Characterization of the Aquaporin-9 Inhibitor RG100204 In Vitro and in <i>db/db</i> Mice
Marilina Florio,
Angelica Engfors,
Patrizia Gena,
Jessica Larsson,
Alessandro Massaro,
Stella Timpka,
Martina Kvist Reimer,
Per Kjellbom,
Eric Beitz,
Urban Johanson,
Michael Rützler,
Giuseppe Calamita
Affiliations
Marilina Florio
Department of Biosciences, Biotechnologies and Environment, University of Bari Aldo Moro, 70125 Bari, Italy
Angelica Engfors
Division of Biochemistry and Structural Biology, Department of Chemistry, Lund University, 22100 Lund, Sweden
Patrizia Gena
Department of Biosciences, Biotechnologies and Environment, University of Bari Aldo Moro, 70125 Bari, Italy
Jessica Larsson
Red Glead Discovery AB, Medicon Village, 22381 Lund, Sweden
Alessandro Massaro
Department of Management, Finance and Technology, Libera Università Mediterranea (LUM) “Giuseppe Degennaro” LUM University, 70010 Casamassima, Italy
Stella Timpka
Red Glead Discovery AB, Medicon Village, 22381 Lund, Sweden
Martina Kvist Reimer
Red Glead Discovery AB, Medicon Village, 22381 Lund, Sweden
Per Kjellbom
Division of Biochemistry and Structural Biology, Department of Chemistry, Lund University, 22100 Lund, Sweden
Eric Beitz
Department of Pharmaceutical and Medicinal Chemistry, Pharmaceutical Institute, Christian-Albrechts-University of Kiel, Gutenbergstr. 76, 24118 Kiel, Germany
Urban Johanson
Division of Biochemistry and Structural Biology, Department of Chemistry, Lund University, 22100 Lund, Sweden
Michael Rützler
Division of Biochemistry and Structural Biology, Department of Chemistry, Lund University, 22100 Lund, Sweden
Giuseppe Calamita
Department of Biosciences, Biotechnologies and Environment, University of Bari Aldo Moro, 70125 Bari, Italy
Aquaporin-9 (AQP9) is a facilitator of glycerol and other small neutral solute transmembrane diffusion.
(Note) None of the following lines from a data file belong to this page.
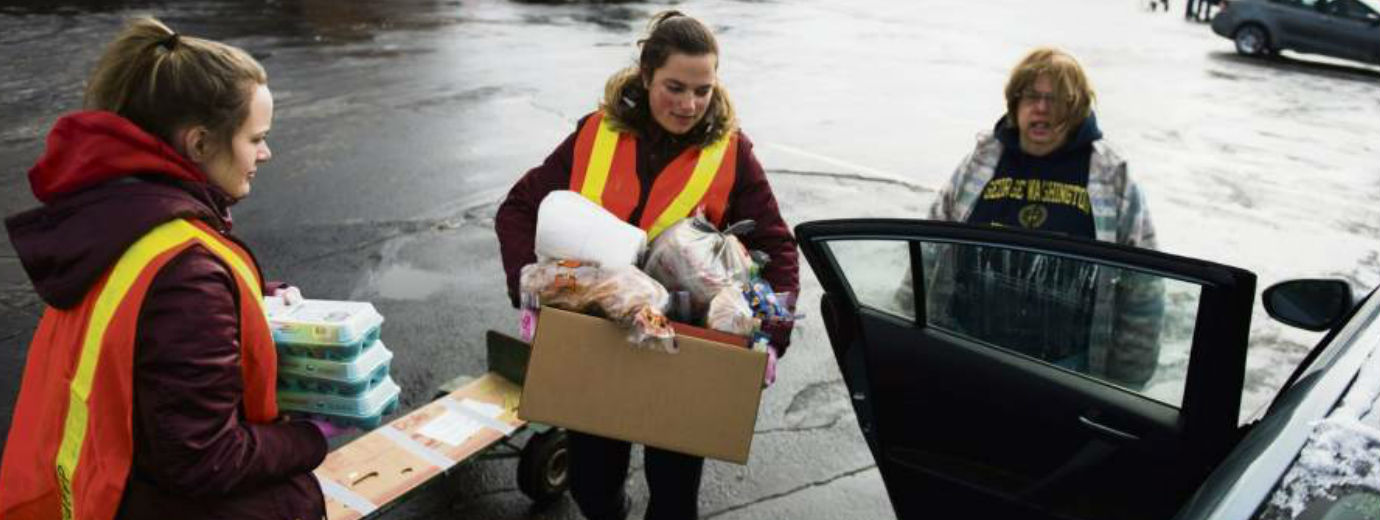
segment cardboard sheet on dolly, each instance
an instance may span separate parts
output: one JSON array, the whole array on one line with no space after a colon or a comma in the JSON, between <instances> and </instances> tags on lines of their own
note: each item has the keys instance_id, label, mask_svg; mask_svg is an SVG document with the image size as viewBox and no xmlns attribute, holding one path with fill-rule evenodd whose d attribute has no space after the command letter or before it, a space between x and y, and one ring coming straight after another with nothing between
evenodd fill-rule
<instances>
[{"instance_id":1,"label":"cardboard sheet on dolly","mask_svg":"<svg viewBox=\"0 0 1380 520\"><path fill-rule=\"evenodd\" d=\"M511 435L521 393L487 373L335 449L315 472L327 518L364 518Z\"/></svg>"}]
</instances>

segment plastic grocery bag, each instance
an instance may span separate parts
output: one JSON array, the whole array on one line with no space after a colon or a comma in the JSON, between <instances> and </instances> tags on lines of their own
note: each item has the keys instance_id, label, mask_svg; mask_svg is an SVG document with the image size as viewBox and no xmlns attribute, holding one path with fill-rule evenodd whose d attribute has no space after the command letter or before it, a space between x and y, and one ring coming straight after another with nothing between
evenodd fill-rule
<instances>
[{"instance_id":1,"label":"plastic grocery bag","mask_svg":"<svg viewBox=\"0 0 1380 520\"><path fill-rule=\"evenodd\" d=\"M709 300L704 323L711 329L739 336L751 336L759 325L743 292L733 287L724 287Z\"/></svg>"},{"instance_id":2,"label":"plastic grocery bag","mask_svg":"<svg viewBox=\"0 0 1380 520\"><path fill-rule=\"evenodd\" d=\"M670 295L635 267L543 260L523 267L519 283L542 305L608 318L628 327L629 340L639 346L676 350L675 331L664 314Z\"/></svg>"},{"instance_id":3,"label":"plastic grocery bag","mask_svg":"<svg viewBox=\"0 0 1380 520\"><path fill-rule=\"evenodd\" d=\"M720 232L697 212L657 236L643 270L667 290L690 293L692 315L698 324L708 313L709 302L721 291L741 291L747 286L752 257L734 234L746 233L752 226L748 220Z\"/></svg>"}]
</instances>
Identification of specific inhibitors for aquaporin family proteins has been difficult, due to high sequence similarity between the 13 human isoforms, and due to the limited channel surface areas that permit inhibitor binding. The few AQP9 inhibitor molecules described to date were not suitable for in vivo experiments. We now describe the characterization of a new small molecule AQP9 inhibitor, RG100204 in cell-based calcein-quenching assays, and by stopped-flow light-scattering recordings of AQP9 permeability in proteoliposomes. Moreover, we investigated the effects of RG100204 on glycerol metabolism in mice. In cell-based assays, RG100204 blocked AQP9 water permeability and glycerol permeability with similar, high potency (~5 × 10−8 M). AQP9 channel blocking by RG100204 was confirmed in proteoliposomes. After oral gavage of db/db mice with RG100204, a dose-dependent elevation of plasma glycerol was observed. A blood glucose-lowering effect was not statistically significant. These experiments establish RG100204 as a direct blocker of the AQP9 channel, and suggest its use as an experimental tool for in vivo experiments on AQP9 function.